Alors, elle dérive. Se laisse aller à une curiosité malsaine lorsqu’elle appelle sa mère, résidant dans la même ville que les Girard ou lorsqu’elle l’y rejoint pour forcer quelque peu le destin. Décide de suivre une femme de chambre qui a vu l’agression jusque chez elle lorsque cette dernière refuse de coopérer. Dans cette séquence de filature à pied, la caméra la suit de près, traverse les foules des rues et des couloirs de métro avec elle, jusqu’à ce que la femme-objet de sa poursuite ne la remarque. Le regard d’Alicia Mady (Guslagie Malanda), aussi livide qu’emparé d’une terreur sourde, nous secoue : il est temps d’arrêter pour celle qui a largement outrepassé sa fonction. Pourtant, Stéphanie monte dans la rame de RER, décidée à retenter sa chance une fois la banlieue éloignée atteinte. C’est là, par une simple action dans le cadre, que le point moral est disrupté. Alors qu’elle la suivait en embrassant ces mouvements, le champ panote, ne rentre pas dans le wagon, observe Léa Drucker par le côté y pénétrer. C’est par une coupe qu’elle l’y rejoint : la caméra prend conscience que pour accompagner ce personnage désormais délaissé de tout repère protocolaire et uniquement animée par son désir de faire éclater la vérité, elle doit se revitaliser, accepter de sortir du cadre froid pour embrasser le rapport humain de son personnage. On retrouve ainsi, d’une manière finalement si peu détournée tant elle intervient à un point pivot du récit, le portrait de Yohan Vivès (ndlr : Bastien Bouillon dans La nuit du 12), contraint à réhumaniser son approche pour comprendre les enjeux systémiques liés au meurtre qu’il tente d’élucider.

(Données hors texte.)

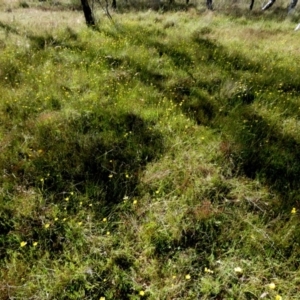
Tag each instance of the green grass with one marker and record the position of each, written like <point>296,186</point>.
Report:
<point>155,157</point>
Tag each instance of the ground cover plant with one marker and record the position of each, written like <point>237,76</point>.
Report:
<point>152,157</point>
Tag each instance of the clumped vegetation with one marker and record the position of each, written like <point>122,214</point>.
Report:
<point>155,157</point>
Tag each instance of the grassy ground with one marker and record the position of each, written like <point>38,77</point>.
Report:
<point>156,157</point>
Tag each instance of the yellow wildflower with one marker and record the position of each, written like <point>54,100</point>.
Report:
<point>23,244</point>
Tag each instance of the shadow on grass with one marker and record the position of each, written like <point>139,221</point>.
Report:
<point>260,150</point>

Après les belles intentions, la réalité revient. L’enquête capote, les pas de côté de Stéphanie l’ayant autant fait avancer que condamner par une hiérarchie bien trop omnisciente pour s’y dérober. L’hydre a de nombreuses têtes, certaines encore invisibles pour celle qui commence à peine sa prise de conscience. Ironie d’ailleurs soulevée par Alicia Mady lors de la confrontation avec la policière après le trajet en RER. Pour elle, femme noire parmi tant d’autres dans ces banlieues où les gardiens de la paix ont déserté pour ne laisser entrevoir que les forces de l’ordre, cette violence est un quotidien qui n’offusque personne mais qui devient une affaire d’état lorsque des blancs sont soudain sur le banc des blessés. Devant elle, c’est une Stéphanie qui nie, affirme qu’elle protège tout le monde sans distinction, que le milieu n’est pas aussi gangréné qu’on le perçoit. À cet instant, qui parle ? En se concentrant sur son héroïne, lui offrant le beau rôle de celle qui a fait de son mieux, Dominik Moll laisse à penser que la prise de conscience se voudrait auto-réflexive et qu’elle viendrait de l’intérieur de l’institution à critiquer.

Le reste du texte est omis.